KAUST launches new project to bring high speed, reliable community Wi-Fi service

Saudi Arabia’s King Abdullah University of Science and Technology (KAUST) has announced that it would bring high-speed, reliable community Wi-Fi service to more than 3,000 people with help of innovative, low-cost radio technology.

This deployment has been conducted in collaboration with the Communications, Space and Technology Commission (CST) and Meta, and is expected to scale through similar locations across the region, bringing affordable high-speed Internet access to hundreds of thousands of people.

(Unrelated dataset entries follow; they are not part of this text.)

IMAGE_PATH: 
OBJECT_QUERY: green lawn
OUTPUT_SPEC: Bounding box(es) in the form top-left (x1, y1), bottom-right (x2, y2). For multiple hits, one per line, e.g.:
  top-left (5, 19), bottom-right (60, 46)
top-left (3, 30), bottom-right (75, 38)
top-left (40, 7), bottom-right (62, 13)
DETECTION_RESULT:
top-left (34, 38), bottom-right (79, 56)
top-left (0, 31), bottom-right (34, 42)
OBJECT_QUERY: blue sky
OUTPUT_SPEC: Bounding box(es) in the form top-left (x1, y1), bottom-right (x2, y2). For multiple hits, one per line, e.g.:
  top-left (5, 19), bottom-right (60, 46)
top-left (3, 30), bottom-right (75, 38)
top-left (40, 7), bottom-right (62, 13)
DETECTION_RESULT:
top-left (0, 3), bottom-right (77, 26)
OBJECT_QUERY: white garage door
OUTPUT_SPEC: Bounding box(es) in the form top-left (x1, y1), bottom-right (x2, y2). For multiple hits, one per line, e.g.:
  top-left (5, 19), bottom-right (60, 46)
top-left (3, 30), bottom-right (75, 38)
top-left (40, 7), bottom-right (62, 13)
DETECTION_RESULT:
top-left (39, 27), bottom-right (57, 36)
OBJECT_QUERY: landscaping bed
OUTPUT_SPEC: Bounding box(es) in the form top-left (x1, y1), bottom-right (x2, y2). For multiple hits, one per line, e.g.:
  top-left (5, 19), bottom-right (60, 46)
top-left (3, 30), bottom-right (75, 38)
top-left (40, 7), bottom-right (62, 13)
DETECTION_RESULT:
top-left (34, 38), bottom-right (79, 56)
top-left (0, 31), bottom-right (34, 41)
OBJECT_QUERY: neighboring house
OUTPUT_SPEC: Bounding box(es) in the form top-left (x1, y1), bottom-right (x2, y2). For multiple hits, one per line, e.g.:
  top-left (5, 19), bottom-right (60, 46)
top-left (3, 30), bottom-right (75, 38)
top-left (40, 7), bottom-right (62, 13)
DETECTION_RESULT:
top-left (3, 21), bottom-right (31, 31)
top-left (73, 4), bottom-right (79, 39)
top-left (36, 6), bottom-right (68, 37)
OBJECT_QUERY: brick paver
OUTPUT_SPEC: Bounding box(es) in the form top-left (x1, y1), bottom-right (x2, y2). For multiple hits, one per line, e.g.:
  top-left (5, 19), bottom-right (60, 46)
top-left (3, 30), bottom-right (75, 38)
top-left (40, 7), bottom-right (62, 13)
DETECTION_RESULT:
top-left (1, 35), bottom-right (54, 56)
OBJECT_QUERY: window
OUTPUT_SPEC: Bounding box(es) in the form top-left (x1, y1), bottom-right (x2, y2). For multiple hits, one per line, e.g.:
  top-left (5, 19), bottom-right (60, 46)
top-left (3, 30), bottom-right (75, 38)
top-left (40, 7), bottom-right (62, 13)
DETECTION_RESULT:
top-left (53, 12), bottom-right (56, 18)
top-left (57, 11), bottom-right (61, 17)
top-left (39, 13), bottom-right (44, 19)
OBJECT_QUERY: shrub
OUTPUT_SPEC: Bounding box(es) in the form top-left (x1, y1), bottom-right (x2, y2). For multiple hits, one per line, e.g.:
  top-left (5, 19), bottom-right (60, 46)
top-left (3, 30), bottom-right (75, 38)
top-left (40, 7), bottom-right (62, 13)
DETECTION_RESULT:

According to the statement, “As a world-class leading research institution, KAUST’s mission includes leveraging cutting-edge research to give back to the community.”

The Modern Architectural Contracting Company (MACC) camp, located about 1.5 km from the KAUST campus, previously offered no Internet connectivity due to the lack of high-speed backhaul and distribution capacity to the Wi-Fi nodes.

Hybrid radio frequency and free space optics (RF/FSO) systems have emerged as a promising solution for reliable high-data-rate wireless connection between KAUST and the MACC camp.

“The deployment of Terragraph, a gigabit wireless technology developed by Meta, is allowing the validation of KAUST research in extreme bandwidth communication (i.e., mm-wave RF and FSO), with the potential to develop new practical switching algorithms for hybrid mm-wave RF/FSO links,” KAUST said in a statement.